I don't like the idea of water that may flash to steam inside a porous material. Also, any chance to keep one side of the pipe dry, is far cheaper than wetting it on purpose.
The problem is the temperature and pressure in the presence of chlorides.
I believe a traditional closed lloop system has some advantages in gathering investment because it is proven technology.
The thing I keep having to remind myself is that maximizing efficiency of the heat provided is not what drives the cost down.
The heat provided is not like the heat provided by a fuel plant or even a solar or wind farm. Each of those carry a much higher degree of cost in the accessing the power, either in fuel costs, or photocell costs, or blade and tower costs.
The energy density is so high and there is no fuel charge, so the dominant costs are plant construction and maintanence. In this respect, a design that sacrifices carnot efficiency for cheaper construction and lower maintentance, will be more efficient in KW/$.

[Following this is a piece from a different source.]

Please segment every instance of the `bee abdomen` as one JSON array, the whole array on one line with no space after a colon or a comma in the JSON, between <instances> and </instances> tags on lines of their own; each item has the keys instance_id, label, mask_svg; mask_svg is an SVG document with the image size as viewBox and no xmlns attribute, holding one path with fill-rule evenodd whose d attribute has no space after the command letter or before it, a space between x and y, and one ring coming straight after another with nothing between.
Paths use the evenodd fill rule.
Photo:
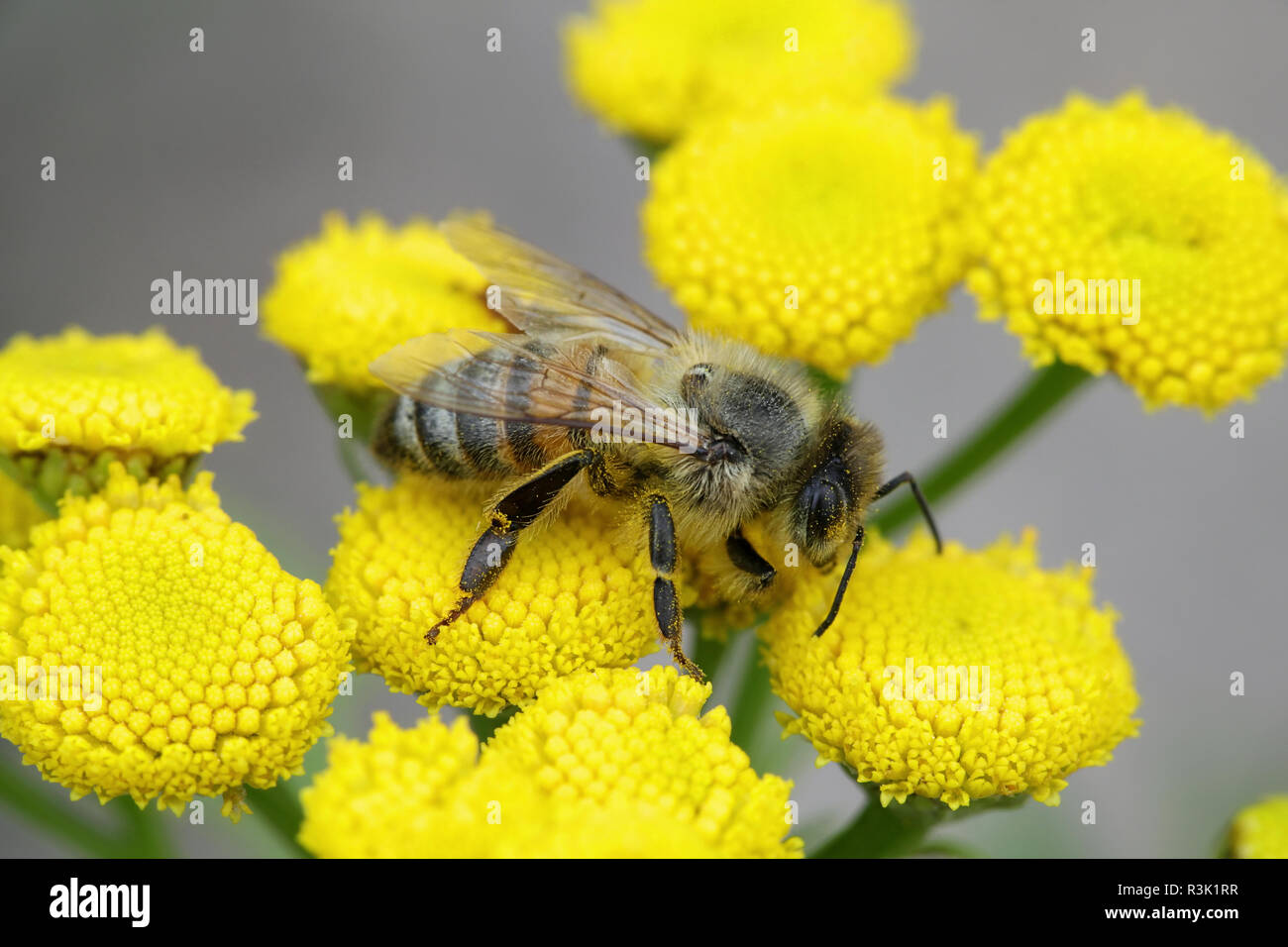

So other than a closed loop system....
A design using the leidenfrost effect might be employed to keep the temperature of the pipe below 250C (where inconel or incolloy or other high nickel alloy would better resist cl- stress corrosion cracking). leidenfrost effect describes the inefficient heat transfer process of film boiling (when you check a pan to see if it is ready to make pancakes, if the drops of water evaporate quickly it is not hot enough, but if they dance and stay around for a minute, then it si hot enough, that is the leidenfrost effect).
One way to employ this effect, a portion of the steam taken post-work and sufficiently cooled and relatively free to much of the impurities, yeilding relatively clean water, is pressurized, and injected tangentially into the pipe,, so that it spins on the polished inner wall as it mov3es up with the steam. Some very abrasion resistant hard material could also form flow control rings at intervals (imagine a taurus shape, just a bit smaller than the ID of the pipe with a teardrop cross section) to slow the speed of the boundary layer steam without causing excessibve turbulence.
If you can keep that boundary relatively smooth, you should be able to keep the pipe cool enough and free of abrasion. But it would require a stiff pipe, and that would be a lot of structure.
Another way to approach the problem is to convert much of the heat and pressure to kinetic very early while still near the ocean floor and drive a group of Tesla turbines with the high volume high velocity water at the top. Either one, or a series of eductor like peices could be fitted on the pipe, such that instead of high pressure high temperature steam, you have high volume high velocity water at much cooler temperatures. This would require a much larger pipe, but it is much cheaper to build a very large low pressure low temperature system, than a high pressure high temperature one, and the technology is here already. Tesla turbines have no blades per se, so are rugged and accepting of very mixed effluent. This has the benefit of involving no new technology, everything involved allows for years of working experince to be relied upon.
Another approach would be to convey long conducting rods through a structure built just to contain the flow of the vent (not pressurized). in service rods conduct heat to steam generators. While the rods are conveyed out of service, they are scraped to be cleaned and to mine the sediment.